I have multiple groups to compare with, and each enriched with hundreds of GO terms from their correlations with clinical traits (top1 pvalue ranking). Some GO terms can go so deep, and some are more generic, and also, I think it is not very informative to just look and compare the highest-ranking GO terms individually, so I think it would be nice to explore the generic terms within each group, and then examine the most relevant individual GO terms falling under that generic category. What do you think?
What do you mean by 'enriched with ... GO terms from their correlations with clinical traits'? Are you doing a GO hypergeometric or something else?
For each group, I generated multiple co-expression clusters, and within each cluster, cluster PC1 was correlated with PC1 of multiple clinical traits. Then, I run GO Hypergeometric to determine whether specific GO terms are overrepresented among the genes within the significant cluster. Thus, I got multiple enriched GO terms per each group.

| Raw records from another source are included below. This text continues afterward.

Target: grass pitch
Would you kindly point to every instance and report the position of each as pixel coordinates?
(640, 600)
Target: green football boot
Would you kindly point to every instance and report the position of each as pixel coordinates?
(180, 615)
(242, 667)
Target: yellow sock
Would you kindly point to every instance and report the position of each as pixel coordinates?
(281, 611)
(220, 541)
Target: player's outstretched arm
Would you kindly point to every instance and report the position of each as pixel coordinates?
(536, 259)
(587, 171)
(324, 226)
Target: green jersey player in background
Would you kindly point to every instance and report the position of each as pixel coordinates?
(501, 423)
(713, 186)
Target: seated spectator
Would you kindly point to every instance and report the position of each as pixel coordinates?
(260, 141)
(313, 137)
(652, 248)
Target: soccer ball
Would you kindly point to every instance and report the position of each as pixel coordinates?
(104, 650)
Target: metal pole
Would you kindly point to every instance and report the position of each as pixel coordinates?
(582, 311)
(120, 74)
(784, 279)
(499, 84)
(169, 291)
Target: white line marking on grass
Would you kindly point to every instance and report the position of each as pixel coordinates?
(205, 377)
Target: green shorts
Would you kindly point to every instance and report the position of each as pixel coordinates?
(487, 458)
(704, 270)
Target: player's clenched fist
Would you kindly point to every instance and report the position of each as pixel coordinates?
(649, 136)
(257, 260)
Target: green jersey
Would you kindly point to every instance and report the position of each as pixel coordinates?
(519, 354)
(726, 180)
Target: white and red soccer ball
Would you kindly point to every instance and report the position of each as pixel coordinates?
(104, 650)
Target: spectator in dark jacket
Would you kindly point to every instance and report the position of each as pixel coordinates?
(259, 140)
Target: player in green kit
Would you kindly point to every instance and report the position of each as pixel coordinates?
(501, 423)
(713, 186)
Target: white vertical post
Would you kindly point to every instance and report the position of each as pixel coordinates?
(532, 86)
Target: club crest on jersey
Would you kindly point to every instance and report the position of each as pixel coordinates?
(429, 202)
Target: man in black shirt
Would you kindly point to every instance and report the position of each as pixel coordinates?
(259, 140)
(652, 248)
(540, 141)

Is this a WGCNA analysis (multiple co-expression clusters sounds like WGCNA)? If so, none of that is inferential or easily interpreted. It might be easier to use the canonical method of first regressing each gene on your clinical traits to find genes that have a significant relationship with the trait, and then do a GO hypergeometric on the set of significant genes.
That's a bit more interpretable IMO. You have a set of genes for which you have evidence that they are related to the clinical trait, and then you identify pathways/processes that are over-represented in that set of genes, and may be affected by the clinical trait.
Thank you for the advice and many thanks! It is WGCNA analysis. I will try your method today and see if there are some consistencies.